Surat untuk Teman #3

Fatih yurur- Unsplash.com

 

Untuk Fauzhy,

Di Makassar

Perlahan-lahan saya mulai mengerti

bahwa saya mencintai Istanbul karena puing-puingnya,

karena huzun-nya, karena kemegahan yang pernah ada

dan kemudian hilang.” (hal. 529)

-Orhan Pamuk

Ada saat di mana pikiran dan perbuatan, doa dan tangisan, bahagia dan kesedihan, tertumpuk mengganggu seluruh isi kepala. Rapat-rapat yang memakan waktu, kekecewaan yang dibiarkan, dan upaya yang tak bertemu apresiasi. Dan kau pergi. Mungkin sengaja mengkondisikan dirimu untuk pergi. Atau barangkali kepergian ini sudah kau rencanakan dari awal. Tapi, aku sadar kepergian, juga kehilangan, semacam kutukan bagi manusia. Kita pada akhirnya akan bergerak memanjat tebing kita masing-masing. Dengan atau tanpa orang lain. Dan terjatuh ke dalam jurang yang kita tahu dari awal sangat dalam, atau berada di puncak sejuk sambil merenungi gigil malam.

Hei, apa kabar?

Aku mendengar kisahmu dari beberapa orang. Meski aku tak pernah bertanya tentang dirimu. Cerita-cerita itu memosisikanmu sebagai liyan. Yang tak seharusnya bertindak sejauh itu. Namun, sudah semestinya kita memilih langkah atas dasar pikiran merdeka sendiri. Atas dasar sejarah kita sendiri. Lalu menikmati segala konsekuensi dengan dada paling terbuka. Sudahlah, hidup ini brengsek dan kita dipaksa menikmatinya. Begitu ujar Puthut EA.

Oh iya, aku ingat ketika kau bertanya bagaimana mengembalikan kenikmatan membaca. Lalu aku menyarankanmu buku Orhan Pamuk, berjudul Istanbul. Buku itu penting untuk belajar merefleksikan hidup yang kian riweh. Ketika negara menuntut banyak hal tapi sangat sedikit untuk memberi. Saat semua orang yang kau kenal bicara banyak, namun pelit untuk mendengarkan. Aku ingin menceritakanmu bagaimana pengalamanku membaca Istanbul.

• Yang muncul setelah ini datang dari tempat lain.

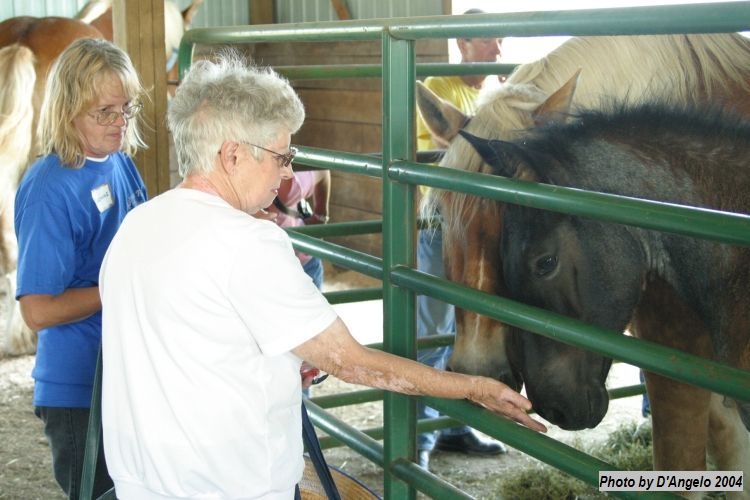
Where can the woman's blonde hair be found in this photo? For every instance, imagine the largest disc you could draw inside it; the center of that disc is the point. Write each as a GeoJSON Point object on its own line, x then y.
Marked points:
{"type": "Point", "coordinates": [73, 86]}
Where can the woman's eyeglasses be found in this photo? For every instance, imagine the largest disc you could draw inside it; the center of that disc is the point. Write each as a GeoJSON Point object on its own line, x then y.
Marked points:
{"type": "Point", "coordinates": [283, 160]}
{"type": "Point", "coordinates": [104, 117]}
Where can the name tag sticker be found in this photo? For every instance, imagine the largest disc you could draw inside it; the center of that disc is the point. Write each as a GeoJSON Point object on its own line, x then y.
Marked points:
{"type": "Point", "coordinates": [102, 196]}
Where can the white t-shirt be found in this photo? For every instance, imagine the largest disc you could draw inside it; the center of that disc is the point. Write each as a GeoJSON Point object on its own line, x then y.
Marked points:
{"type": "Point", "coordinates": [201, 395]}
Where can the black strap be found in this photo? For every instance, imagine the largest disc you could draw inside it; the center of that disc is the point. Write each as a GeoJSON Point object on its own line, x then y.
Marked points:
{"type": "Point", "coordinates": [316, 455]}
{"type": "Point", "coordinates": [93, 435]}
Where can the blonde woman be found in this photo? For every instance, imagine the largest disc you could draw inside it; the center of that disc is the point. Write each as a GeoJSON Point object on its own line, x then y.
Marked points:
{"type": "Point", "coordinates": [68, 207]}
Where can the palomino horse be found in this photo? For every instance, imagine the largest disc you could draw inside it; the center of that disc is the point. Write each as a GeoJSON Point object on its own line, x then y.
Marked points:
{"type": "Point", "coordinates": [679, 68]}
{"type": "Point", "coordinates": [605, 273]}
{"type": "Point", "coordinates": [28, 47]}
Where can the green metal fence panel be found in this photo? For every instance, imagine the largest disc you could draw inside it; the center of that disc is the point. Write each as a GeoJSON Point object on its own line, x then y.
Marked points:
{"type": "Point", "coordinates": [400, 175]}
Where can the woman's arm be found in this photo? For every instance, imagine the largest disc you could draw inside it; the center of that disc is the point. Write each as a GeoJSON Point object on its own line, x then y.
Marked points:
{"type": "Point", "coordinates": [338, 353]}
{"type": "Point", "coordinates": [74, 304]}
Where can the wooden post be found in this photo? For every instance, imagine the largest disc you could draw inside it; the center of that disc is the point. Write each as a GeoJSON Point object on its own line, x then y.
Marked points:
{"type": "Point", "coordinates": [261, 12]}
{"type": "Point", "coordinates": [138, 27]}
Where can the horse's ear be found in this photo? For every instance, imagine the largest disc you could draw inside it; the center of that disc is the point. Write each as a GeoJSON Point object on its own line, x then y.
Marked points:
{"type": "Point", "coordinates": [505, 158]}
{"type": "Point", "coordinates": [557, 106]}
{"type": "Point", "coordinates": [441, 117]}
{"type": "Point", "coordinates": [189, 12]}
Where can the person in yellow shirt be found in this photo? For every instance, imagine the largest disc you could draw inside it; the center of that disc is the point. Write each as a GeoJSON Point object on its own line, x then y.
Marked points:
{"type": "Point", "coordinates": [435, 317]}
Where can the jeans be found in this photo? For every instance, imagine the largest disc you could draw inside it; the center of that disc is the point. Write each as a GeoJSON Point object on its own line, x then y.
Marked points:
{"type": "Point", "coordinates": [314, 269]}
{"type": "Point", "coordinates": [65, 429]}
{"type": "Point", "coordinates": [434, 317]}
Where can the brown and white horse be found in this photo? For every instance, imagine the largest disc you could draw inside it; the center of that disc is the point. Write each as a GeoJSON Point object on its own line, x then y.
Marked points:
{"type": "Point", "coordinates": [682, 69]}
{"type": "Point", "coordinates": [28, 47]}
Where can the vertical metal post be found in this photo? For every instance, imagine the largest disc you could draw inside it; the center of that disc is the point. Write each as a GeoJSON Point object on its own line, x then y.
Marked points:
{"type": "Point", "coordinates": [399, 229]}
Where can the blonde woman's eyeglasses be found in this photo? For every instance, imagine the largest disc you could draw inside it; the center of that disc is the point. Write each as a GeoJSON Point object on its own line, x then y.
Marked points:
{"type": "Point", "coordinates": [104, 117]}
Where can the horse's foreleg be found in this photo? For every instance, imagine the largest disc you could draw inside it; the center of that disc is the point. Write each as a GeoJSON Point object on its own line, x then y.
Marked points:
{"type": "Point", "coordinates": [680, 423]}
{"type": "Point", "coordinates": [729, 442]}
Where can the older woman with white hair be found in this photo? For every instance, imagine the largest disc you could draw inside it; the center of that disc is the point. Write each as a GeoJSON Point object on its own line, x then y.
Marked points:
{"type": "Point", "coordinates": [208, 314]}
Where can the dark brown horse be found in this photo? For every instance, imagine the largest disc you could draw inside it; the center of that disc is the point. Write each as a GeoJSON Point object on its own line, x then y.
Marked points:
{"type": "Point", "coordinates": [683, 69]}
{"type": "Point", "coordinates": [604, 273]}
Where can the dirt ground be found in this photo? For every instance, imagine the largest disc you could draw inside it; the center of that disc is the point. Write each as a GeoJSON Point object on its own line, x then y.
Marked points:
{"type": "Point", "coordinates": [25, 463]}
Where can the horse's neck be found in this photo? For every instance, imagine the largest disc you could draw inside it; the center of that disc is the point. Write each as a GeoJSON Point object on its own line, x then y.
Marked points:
{"type": "Point", "coordinates": [683, 68]}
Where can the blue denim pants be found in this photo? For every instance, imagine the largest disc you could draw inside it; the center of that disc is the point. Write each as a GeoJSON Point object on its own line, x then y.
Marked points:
{"type": "Point", "coordinates": [65, 429]}
{"type": "Point", "coordinates": [434, 317]}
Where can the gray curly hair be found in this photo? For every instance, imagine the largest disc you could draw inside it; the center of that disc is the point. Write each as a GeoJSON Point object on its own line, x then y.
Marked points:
{"type": "Point", "coordinates": [229, 99]}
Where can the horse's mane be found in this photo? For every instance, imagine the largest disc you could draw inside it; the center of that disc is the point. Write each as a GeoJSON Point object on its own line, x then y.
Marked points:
{"type": "Point", "coordinates": [628, 69]}
{"type": "Point", "coordinates": [16, 112]}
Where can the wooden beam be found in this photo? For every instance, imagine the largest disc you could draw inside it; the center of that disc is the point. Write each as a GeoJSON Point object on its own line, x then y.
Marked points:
{"type": "Point", "coordinates": [139, 29]}
{"type": "Point", "coordinates": [261, 12]}
{"type": "Point", "coordinates": [342, 10]}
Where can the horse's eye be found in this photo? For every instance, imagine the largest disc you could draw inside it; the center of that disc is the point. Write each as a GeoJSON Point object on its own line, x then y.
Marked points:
{"type": "Point", "coordinates": [545, 265]}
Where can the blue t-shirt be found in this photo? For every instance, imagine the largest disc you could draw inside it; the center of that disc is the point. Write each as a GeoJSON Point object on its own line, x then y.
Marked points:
{"type": "Point", "coordinates": [65, 219]}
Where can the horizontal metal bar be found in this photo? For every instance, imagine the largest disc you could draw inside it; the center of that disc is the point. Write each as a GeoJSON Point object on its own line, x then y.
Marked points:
{"type": "Point", "coordinates": [356, 295]}
{"type": "Point", "coordinates": [319, 71]}
{"type": "Point", "coordinates": [351, 437]}
{"type": "Point", "coordinates": [350, 228]}
{"type": "Point", "coordinates": [339, 255]}
{"type": "Point", "coordinates": [654, 357]}
{"type": "Point", "coordinates": [696, 18]}
{"type": "Point", "coordinates": [342, 161]}
{"type": "Point", "coordinates": [689, 221]}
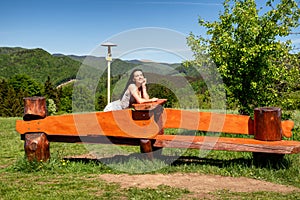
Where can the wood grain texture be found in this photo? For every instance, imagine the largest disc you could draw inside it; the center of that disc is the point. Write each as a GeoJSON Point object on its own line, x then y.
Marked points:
{"type": "Point", "coordinates": [215, 122]}
{"type": "Point", "coordinates": [227, 144]}
{"type": "Point", "coordinates": [114, 123]}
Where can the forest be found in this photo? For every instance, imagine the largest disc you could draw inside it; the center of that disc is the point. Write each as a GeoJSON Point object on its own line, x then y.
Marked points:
{"type": "Point", "coordinates": [35, 72]}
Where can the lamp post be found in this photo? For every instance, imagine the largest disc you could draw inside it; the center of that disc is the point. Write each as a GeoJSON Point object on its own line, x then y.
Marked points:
{"type": "Point", "coordinates": [108, 59]}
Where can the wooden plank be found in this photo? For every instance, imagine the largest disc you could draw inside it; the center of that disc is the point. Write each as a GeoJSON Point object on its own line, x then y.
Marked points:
{"type": "Point", "coordinates": [215, 122]}
{"type": "Point", "coordinates": [208, 121]}
{"type": "Point", "coordinates": [115, 123]}
{"type": "Point", "coordinates": [227, 144]}
{"type": "Point", "coordinates": [149, 105]}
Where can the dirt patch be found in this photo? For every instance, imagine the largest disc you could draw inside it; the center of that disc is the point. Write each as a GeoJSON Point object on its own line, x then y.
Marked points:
{"type": "Point", "coordinates": [196, 183]}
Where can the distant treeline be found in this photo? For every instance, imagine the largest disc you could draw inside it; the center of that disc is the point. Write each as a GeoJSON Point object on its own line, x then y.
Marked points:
{"type": "Point", "coordinates": [35, 72]}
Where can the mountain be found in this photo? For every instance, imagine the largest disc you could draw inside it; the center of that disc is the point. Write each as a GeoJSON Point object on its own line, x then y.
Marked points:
{"type": "Point", "coordinates": [38, 64]}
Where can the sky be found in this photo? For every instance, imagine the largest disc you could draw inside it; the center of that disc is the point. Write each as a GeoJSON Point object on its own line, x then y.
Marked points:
{"type": "Point", "coordinates": [78, 27]}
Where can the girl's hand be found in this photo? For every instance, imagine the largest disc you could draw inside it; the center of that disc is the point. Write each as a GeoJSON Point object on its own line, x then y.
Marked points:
{"type": "Point", "coordinates": [144, 82]}
{"type": "Point", "coordinates": [154, 99]}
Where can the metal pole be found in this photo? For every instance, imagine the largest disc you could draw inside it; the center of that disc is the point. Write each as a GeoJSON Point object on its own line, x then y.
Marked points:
{"type": "Point", "coordinates": [108, 79]}
{"type": "Point", "coordinates": [108, 59]}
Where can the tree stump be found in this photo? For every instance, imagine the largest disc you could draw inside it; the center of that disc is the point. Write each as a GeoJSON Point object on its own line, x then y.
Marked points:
{"type": "Point", "coordinates": [267, 124]}
{"type": "Point", "coordinates": [37, 147]}
{"type": "Point", "coordinates": [34, 108]}
{"type": "Point", "coordinates": [267, 127]}
{"type": "Point", "coordinates": [146, 147]}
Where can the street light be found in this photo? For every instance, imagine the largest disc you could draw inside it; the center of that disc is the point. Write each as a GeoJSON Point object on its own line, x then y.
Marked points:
{"type": "Point", "coordinates": [108, 59]}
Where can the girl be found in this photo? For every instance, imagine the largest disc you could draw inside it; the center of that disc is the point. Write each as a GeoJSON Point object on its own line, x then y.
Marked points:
{"type": "Point", "coordinates": [134, 92]}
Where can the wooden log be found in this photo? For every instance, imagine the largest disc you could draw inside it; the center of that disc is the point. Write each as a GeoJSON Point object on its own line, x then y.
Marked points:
{"type": "Point", "coordinates": [145, 111]}
{"type": "Point", "coordinates": [146, 147]}
{"type": "Point", "coordinates": [267, 124]}
{"type": "Point", "coordinates": [114, 123]}
{"type": "Point", "coordinates": [36, 147]}
{"type": "Point", "coordinates": [34, 108]}
{"type": "Point", "coordinates": [228, 144]}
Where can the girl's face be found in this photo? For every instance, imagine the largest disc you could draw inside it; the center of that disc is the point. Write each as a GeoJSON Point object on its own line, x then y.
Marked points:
{"type": "Point", "coordinates": [138, 77]}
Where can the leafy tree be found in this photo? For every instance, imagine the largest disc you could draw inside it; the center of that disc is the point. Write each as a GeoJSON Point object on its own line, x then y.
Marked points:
{"type": "Point", "coordinates": [246, 48]}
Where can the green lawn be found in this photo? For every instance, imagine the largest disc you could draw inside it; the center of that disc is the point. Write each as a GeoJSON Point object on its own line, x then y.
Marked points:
{"type": "Point", "coordinates": [62, 178]}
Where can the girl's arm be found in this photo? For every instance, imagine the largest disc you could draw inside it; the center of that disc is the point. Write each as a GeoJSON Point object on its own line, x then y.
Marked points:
{"type": "Point", "coordinates": [134, 92]}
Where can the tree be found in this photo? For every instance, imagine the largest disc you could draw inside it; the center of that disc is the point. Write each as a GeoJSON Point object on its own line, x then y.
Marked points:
{"type": "Point", "coordinates": [246, 48]}
{"type": "Point", "coordinates": [24, 83]}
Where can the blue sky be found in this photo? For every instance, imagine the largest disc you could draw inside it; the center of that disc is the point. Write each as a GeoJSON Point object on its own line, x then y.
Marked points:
{"type": "Point", "coordinates": [79, 26]}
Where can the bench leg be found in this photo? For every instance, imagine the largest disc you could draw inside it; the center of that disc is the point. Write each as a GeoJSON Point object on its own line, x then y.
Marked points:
{"type": "Point", "coordinates": [267, 159]}
{"type": "Point", "coordinates": [146, 147]}
{"type": "Point", "coordinates": [36, 147]}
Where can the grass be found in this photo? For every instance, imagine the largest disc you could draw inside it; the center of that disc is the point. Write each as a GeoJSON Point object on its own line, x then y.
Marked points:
{"type": "Point", "coordinates": [62, 178]}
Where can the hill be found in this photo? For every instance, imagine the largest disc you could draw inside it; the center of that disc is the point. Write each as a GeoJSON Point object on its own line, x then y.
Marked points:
{"type": "Point", "coordinates": [38, 64]}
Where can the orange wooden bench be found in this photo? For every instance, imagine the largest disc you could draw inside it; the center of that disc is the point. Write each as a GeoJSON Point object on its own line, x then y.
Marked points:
{"type": "Point", "coordinates": [145, 124]}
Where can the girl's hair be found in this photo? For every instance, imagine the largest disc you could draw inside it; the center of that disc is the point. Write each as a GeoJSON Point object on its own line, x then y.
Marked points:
{"type": "Point", "coordinates": [130, 81]}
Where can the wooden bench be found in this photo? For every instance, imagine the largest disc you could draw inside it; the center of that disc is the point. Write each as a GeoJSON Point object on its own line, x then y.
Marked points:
{"type": "Point", "coordinates": [145, 124]}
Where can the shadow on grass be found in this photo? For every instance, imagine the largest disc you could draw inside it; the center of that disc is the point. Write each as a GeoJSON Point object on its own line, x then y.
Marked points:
{"type": "Point", "coordinates": [261, 161]}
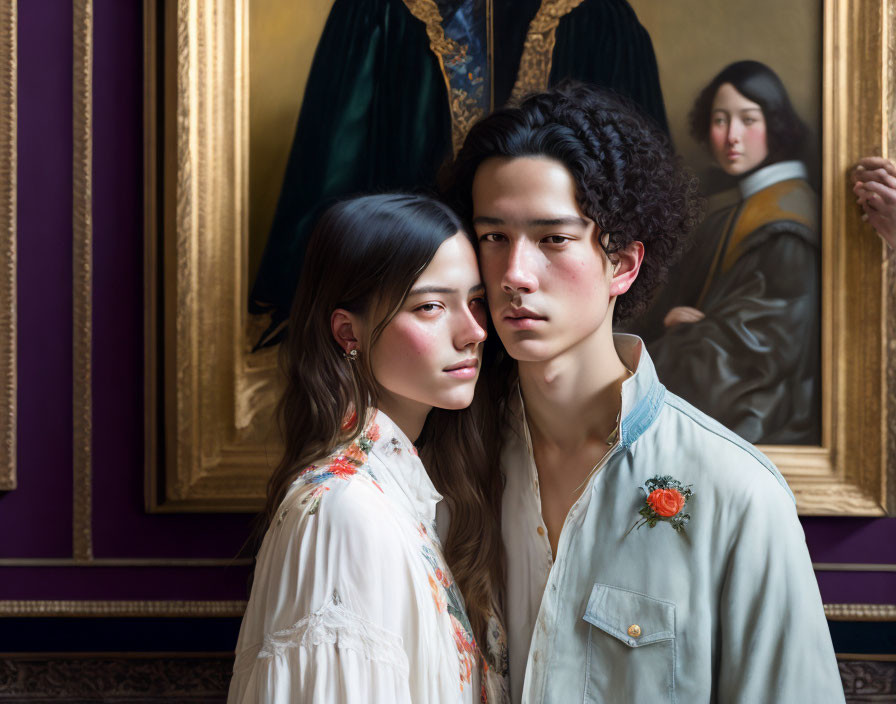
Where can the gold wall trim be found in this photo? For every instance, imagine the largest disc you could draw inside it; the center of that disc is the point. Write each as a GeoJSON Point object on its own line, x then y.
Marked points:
{"type": "Point", "coordinates": [79, 609]}
{"type": "Point", "coordinates": [538, 49]}
{"type": "Point", "coordinates": [860, 612]}
{"type": "Point", "coordinates": [888, 139]}
{"type": "Point", "coordinates": [82, 271]}
{"type": "Point", "coordinates": [8, 384]}
{"type": "Point", "coordinates": [224, 609]}
{"type": "Point", "coordinates": [124, 562]}
{"type": "Point", "coordinates": [852, 567]}
{"type": "Point", "coordinates": [464, 109]}
{"type": "Point", "coordinates": [869, 657]}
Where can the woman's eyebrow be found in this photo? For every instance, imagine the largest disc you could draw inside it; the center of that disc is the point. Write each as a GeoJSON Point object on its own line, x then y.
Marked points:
{"type": "Point", "coordinates": [421, 290]}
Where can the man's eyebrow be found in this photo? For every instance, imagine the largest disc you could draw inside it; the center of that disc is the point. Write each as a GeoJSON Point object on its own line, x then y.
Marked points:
{"type": "Point", "coordinates": [537, 222]}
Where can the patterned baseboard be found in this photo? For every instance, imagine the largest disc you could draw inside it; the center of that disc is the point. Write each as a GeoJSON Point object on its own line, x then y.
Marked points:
{"type": "Point", "coordinates": [114, 678]}
{"type": "Point", "coordinates": [195, 679]}
{"type": "Point", "coordinates": [867, 681]}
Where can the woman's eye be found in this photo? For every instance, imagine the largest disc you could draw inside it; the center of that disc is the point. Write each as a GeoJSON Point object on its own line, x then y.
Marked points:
{"type": "Point", "coordinates": [428, 307]}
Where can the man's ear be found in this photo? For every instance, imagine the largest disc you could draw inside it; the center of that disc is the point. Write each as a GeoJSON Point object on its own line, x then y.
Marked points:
{"type": "Point", "coordinates": [626, 265]}
{"type": "Point", "coordinates": [346, 328]}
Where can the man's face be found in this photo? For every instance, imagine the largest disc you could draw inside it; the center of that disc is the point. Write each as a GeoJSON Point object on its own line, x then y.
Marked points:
{"type": "Point", "coordinates": [546, 276]}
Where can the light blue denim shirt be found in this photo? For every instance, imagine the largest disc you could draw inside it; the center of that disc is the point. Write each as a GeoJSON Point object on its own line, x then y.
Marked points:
{"type": "Point", "coordinates": [728, 611]}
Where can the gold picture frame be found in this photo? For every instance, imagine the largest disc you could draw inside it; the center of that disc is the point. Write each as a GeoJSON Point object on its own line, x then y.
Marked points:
{"type": "Point", "coordinates": [210, 439]}
{"type": "Point", "coordinates": [8, 146]}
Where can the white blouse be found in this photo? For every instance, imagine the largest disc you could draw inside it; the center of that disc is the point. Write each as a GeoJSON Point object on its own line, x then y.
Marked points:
{"type": "Point", "coordinates": [352, 600]}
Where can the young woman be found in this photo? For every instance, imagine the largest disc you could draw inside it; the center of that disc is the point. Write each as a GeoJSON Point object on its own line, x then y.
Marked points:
{"type": "Point", "coordinates": [741, 317]}
{"type": "Point", "coordinates": [355, 599]}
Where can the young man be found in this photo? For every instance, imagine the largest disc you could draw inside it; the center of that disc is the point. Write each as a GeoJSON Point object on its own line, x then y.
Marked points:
{"type": "Point", "coordinates": [652, 555]}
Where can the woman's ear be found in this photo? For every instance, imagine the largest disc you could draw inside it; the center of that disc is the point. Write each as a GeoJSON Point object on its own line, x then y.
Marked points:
{"type": "Point", "coordinates": [626, 265]}
{"type": "Point", "coordinates": [345, 328]}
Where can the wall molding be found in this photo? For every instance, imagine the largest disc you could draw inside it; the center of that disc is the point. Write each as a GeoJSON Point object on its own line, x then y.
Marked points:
{"type": "Point", "coordinates": [126, 562]}
{"type": "Point", "coordinates": [185, 678]}
{"type": "Point", "coordinates": [82, 276]}
{"type": "Point", "coordinates": [853, 567]}
{"type": "Point", "coordinates": [235, 608]}
{"type": "Point", "coordinates": [8, 185]}
{"type": "Point", "coordinates": [122, 609]}
{"type": "Point", "coordinates": [860, 612]}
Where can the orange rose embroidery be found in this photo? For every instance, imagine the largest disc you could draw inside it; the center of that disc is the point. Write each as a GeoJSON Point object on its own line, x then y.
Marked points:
{"type": "Point", "coordinates": [665, 500]}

Aku membaca Istanbul saat hujan seperti lupa cara berhenti. Di luar, langit menggantung rendah, dan suara air dari talang bergema seperti musik yang terlambat diputar. Halaman demi halaman mengantar mataku pada sebuah kota yang tidak kukenal, tapi terasa seperti pernah kutinggali dalam mimpi yang tidak selesai. Orhan Pamuk menulis dengan suara yang datang dari dalam jendela tertutup. Suara yang pelan, tapi tak bisa diabaikan.

Setiap fragmen kisah dalam Istanbul menyalakan ruang yang lama gelap di dalam diri. Saat Pamuk menyebut lampu jalanan yang remang, dan meja makan yang dingin di musim dingin, aku tak lagi membaca dengan jarak. Ada sesuatu dalam ketenangannya yang mengajak diam, mengajak mengenang tanpa tergesa. Buku ini seperti musim: datang perlahan, tinggal cukup lama, lalu menyisakan udara yang berubah.

Aku mulai mengenali ritme kesepian dalam tulisan itu. Bukan sebagai gangguan, melainkan sebagai latar tempat yang membentuk seluruh suasana batin kota. Membaca Istanbul rasanya seperti membaca berulang-ulang sajak Chairil Anwar, Senja di Pelabuhan Kecil. Muram. Gelap. Melankolis. Tetapi di situlah situasi-situasi batas, yang oleh Karl Jaspers, akan membuat manusia terlempar pada kondisi eksistensialnya. Merenungkan segala bentuk pertanyaan tentang diri sendiri. Dan menurutku, selain sajak Chairil itu, buku Istanbul karangan Orhan Pamuk ini menjadi ruang di mana hal-hal yang tak diucapkan bisa tetap hidup, melalui benda-benda, lorong-lorong, bahkan debu yang melayang di udara kamar.

Aku ingin sekali mengajak semua orang membaca Istanbul. Bukan untuk membuatnya jatuh cinta pada sastra atau Pamuk, tetapi untuk mengajak orang kembali ke pada dirinya sendiri. Kembali kepada ruang paling sembunyi dari entitas masyarakat kita. Entah itu kebudayaan, komunitas, atau sesuatu yang entah apa namanya.

Mungkin kau harus segera membaca buku ini. Mungkin juga tidak. Sebab kata Dea Anugerah, hidup begitu indah dan hanya itu yang kita punya.

Sehat selalu. Berlimpah rezeki bersama keluargamu.